From: vance@alumni.caltech.edu
Sent: Wednesday, January 05, 2000 1:51 AM
To: Info-VAX@Mvb.Saic.Com
Subject: Re: verisign root certificate expiration, older browsers, VMS

In article <84mnue$caq@gap.cco.caltech.edu>,
 <mathog@seqaxp.bio.caltech.edu> wrote:
>I saw a note the other day stating that the verisign certificate in older
>versions of Navigator has a Y2K problem - it expires then.  For other 
>platforms the fix is to download a newer version of the browser.  I'm at 
>home now - can anyone test that the VMS 3.03 browser still works with 
>verisign certified SSL pages?  If it doesn't (which is what I expect given
>the general nature of the Verisign problem), does anybody have a workaround?
>Sadly, downloading a newer version of the browser is not an option.  When
>this happened with the Thawte cert. it was possible to install a new one, 
>but Verisign's may be engineered into the program differently.

A few months ago Schwab.com allowed me to update the Verisign root certificate.
Now however it and all the links from Netscape and Verisign about this suggest
upgrading the browser which isn't an option for VMS yet.  I searched around 
and found the Verisign page which allows one to update the root certificate.

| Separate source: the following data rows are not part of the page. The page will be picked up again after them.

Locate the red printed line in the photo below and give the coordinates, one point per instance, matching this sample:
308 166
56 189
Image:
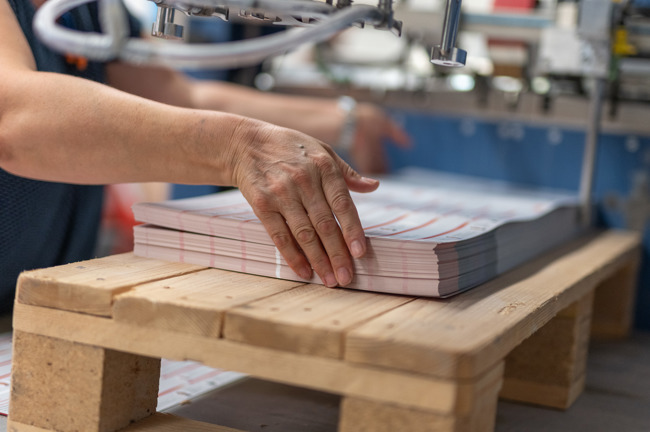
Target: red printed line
205 376
463 225
186 368
386 223
173 389
414 228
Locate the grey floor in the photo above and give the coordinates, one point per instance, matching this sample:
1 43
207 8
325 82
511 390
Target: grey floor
616 399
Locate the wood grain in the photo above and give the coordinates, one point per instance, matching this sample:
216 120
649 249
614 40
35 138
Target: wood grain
334 376
464 335
89 286
193 303
311 319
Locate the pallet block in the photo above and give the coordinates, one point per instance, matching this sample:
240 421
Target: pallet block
400 363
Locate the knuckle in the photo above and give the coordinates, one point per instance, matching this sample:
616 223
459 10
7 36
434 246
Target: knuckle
342 203
305 235
278 189
326 225
324 162
262 203
281 239
301 177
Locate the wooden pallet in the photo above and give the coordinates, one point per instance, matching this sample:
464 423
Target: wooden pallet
88 338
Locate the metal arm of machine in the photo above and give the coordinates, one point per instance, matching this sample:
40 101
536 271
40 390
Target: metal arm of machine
446 54
320 21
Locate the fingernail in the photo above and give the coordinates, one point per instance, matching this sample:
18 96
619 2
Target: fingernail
344 276
369 180
357 249
330 280
305 273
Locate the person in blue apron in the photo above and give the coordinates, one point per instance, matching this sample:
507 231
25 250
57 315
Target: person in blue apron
68 126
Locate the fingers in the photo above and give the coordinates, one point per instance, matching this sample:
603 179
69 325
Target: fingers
338 196
300 220
355 181
283 239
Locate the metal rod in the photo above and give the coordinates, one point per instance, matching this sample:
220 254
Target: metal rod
590 152
450 26
446 54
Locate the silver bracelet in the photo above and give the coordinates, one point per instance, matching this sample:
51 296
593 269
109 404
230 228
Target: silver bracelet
349 129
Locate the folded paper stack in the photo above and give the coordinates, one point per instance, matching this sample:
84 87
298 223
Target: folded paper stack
429 233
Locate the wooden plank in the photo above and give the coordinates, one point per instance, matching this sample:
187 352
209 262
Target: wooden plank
171 423
89 286
156 423
614 304
549 367
311 319
62 385
193 303
334 376
359 415
462 336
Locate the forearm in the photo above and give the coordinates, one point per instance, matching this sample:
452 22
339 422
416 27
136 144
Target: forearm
59 128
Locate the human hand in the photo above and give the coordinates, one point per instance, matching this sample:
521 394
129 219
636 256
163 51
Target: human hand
297 185
373 126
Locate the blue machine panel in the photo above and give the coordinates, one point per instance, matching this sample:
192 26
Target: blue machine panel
546 156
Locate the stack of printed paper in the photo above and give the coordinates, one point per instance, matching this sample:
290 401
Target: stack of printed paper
428 233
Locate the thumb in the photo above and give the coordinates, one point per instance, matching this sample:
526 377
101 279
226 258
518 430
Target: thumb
355 181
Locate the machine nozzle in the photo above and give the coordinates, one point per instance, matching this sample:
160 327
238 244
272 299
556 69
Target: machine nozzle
446 54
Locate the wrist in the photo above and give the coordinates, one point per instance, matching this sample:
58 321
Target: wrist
348 107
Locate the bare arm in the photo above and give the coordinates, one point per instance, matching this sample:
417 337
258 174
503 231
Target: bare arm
60 128
318 117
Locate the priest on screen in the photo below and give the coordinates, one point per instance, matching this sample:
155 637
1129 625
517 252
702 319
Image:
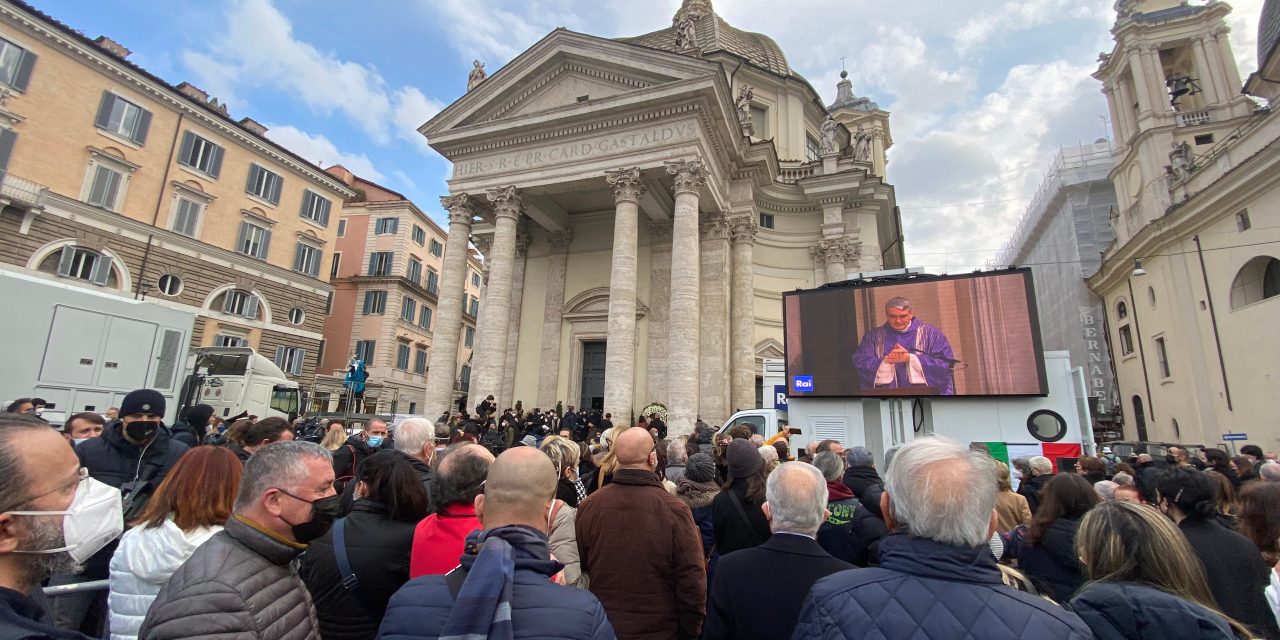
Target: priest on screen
905 353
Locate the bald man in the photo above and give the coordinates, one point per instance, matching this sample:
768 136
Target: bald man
641 549
439 538
519 490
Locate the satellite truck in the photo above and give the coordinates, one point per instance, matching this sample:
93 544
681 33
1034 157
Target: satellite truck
85 348
973 369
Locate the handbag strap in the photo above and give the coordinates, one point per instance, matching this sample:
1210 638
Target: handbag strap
339 553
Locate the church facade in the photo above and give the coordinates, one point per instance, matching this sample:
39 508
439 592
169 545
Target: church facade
641 204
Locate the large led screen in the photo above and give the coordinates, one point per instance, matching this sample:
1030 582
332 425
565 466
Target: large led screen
928 336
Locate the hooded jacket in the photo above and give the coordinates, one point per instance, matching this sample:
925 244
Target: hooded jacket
141 565
240 585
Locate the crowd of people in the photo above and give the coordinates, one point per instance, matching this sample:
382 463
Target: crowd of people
565 525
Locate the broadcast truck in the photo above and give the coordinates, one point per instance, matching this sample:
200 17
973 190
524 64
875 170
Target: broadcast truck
83 350
1024 402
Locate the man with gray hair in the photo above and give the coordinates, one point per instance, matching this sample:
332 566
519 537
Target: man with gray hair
241 583
757 593
937 577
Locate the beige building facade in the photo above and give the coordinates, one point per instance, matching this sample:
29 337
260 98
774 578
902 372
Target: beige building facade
1192 279
385 273
641 205
114 179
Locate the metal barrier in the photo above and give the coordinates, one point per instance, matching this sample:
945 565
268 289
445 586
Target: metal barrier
77 588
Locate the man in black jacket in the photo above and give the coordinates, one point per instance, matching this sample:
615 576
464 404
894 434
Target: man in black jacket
741 604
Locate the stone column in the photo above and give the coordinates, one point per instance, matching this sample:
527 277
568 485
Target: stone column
490 352
517 296
685 269
620 356
743 315
448 310
548 365
659 310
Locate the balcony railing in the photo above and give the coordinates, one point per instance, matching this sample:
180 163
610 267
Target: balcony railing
21 191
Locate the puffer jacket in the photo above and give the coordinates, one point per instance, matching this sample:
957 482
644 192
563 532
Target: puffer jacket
240 585
378 549
1127 611
928 590
141 565
539 608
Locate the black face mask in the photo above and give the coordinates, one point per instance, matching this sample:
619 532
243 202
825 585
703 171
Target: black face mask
141 430
324 511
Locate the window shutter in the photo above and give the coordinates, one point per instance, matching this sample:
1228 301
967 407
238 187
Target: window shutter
101 272
215 161
252 178
104 110
64 261
140 135
188 142
266 243
24 65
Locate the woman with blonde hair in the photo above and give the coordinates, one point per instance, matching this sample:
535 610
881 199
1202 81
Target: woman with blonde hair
1011 508
1143 580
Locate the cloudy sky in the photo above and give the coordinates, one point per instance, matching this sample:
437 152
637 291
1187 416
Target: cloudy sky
982 92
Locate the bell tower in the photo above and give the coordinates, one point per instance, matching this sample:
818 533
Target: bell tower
1174 92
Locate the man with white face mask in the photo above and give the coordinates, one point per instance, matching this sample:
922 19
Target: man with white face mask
54 519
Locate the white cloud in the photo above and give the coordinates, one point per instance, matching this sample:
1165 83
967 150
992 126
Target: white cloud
321 151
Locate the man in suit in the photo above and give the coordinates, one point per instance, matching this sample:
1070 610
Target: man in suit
758 593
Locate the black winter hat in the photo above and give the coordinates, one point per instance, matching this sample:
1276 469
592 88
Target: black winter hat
142 401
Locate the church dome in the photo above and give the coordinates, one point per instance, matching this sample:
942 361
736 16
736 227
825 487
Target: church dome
716 35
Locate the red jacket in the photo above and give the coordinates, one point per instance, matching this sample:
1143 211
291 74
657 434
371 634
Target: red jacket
438 540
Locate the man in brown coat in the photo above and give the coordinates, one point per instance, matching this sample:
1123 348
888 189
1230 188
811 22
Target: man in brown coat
641 549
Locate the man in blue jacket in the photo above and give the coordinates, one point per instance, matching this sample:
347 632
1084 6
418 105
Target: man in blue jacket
503 588
937 579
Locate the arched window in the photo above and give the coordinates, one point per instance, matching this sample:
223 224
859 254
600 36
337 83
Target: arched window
1257 280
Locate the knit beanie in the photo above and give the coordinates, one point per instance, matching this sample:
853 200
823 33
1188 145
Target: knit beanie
700 467
743 457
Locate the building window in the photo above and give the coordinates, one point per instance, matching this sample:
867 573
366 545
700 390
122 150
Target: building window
433 282
105 188
289 360
200 155
424 319
306 259
252 240
385 225
16 64
1257 280
402 356
1242 222
415 270
365 351
264 184
315 208
169 284
122 118
186 215
1125 341
229 341
810 149
375 302
240 302
380 263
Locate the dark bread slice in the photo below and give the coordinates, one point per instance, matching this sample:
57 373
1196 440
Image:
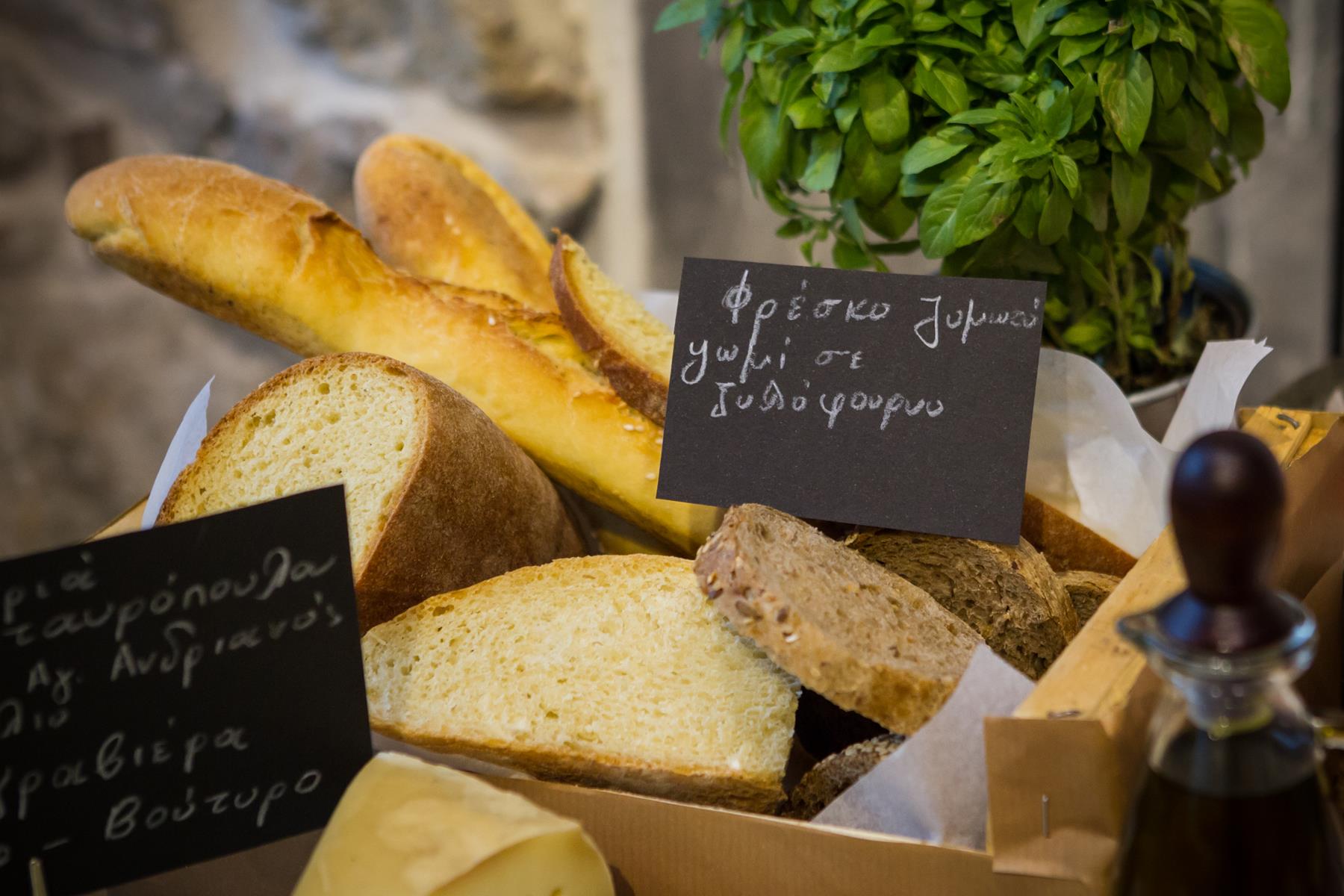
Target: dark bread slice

According to Verisign's and Netscape's web pages, if you don't update the
root certificate, when you connect to a secure site you will get a dialog box 
telling you of this fact and allowing you to "Cancel" or "Continue".  Hitting 
"Continue" does in fact get you a secure connection.  However, going to a site 
can cause many dialog boxes to popup, one after the other and it can get quite 
annoying.

Here's how to update your Root certificates in Netscape:

Thawte Server certificate which expired in 1998:

1) Under the Options Menu choose "Security Preferences..."
2) Select the "Site Certificates" tab
3) Select "Thawte Server CA" in the list of certificates
4) Select "Delete Certificate" and then "OK"
5) Go to http://www.thawte.com/serverbasic.crt
6) Follow the instructions on the popup dialog box to accept the certificate
   This mostly involves hitting the "Next" button and clicking an accept
   button and then naming the resulting certificate.  I named it the same
   name as the original.

VeriSign/RSA Server certificate which expired Dec 31, 1999:

1) Under the Options Menu choose "Security Preferences..."
2) Select the "Site Certificates" tab
3) Select "Verisign/RSA Secure Server CA" in the list of certificates
4) Select "Delete Certificate" and then "OK"
5) Go to https://www.verisign.com/server/prg/browser/root.html
6) Follow the instructions on the popup dialog box to accept the certificate
   This mostly involves hitting the "Next" button and clicking an accept
   button and then naming the resulting certificate.  Verisign suggests
   using the name "VeriSign CA".

I hope this helps.  It would be nice if Compaq reissued Netscape 3.03 with
the updated certificates available with more recent versions of Netscape.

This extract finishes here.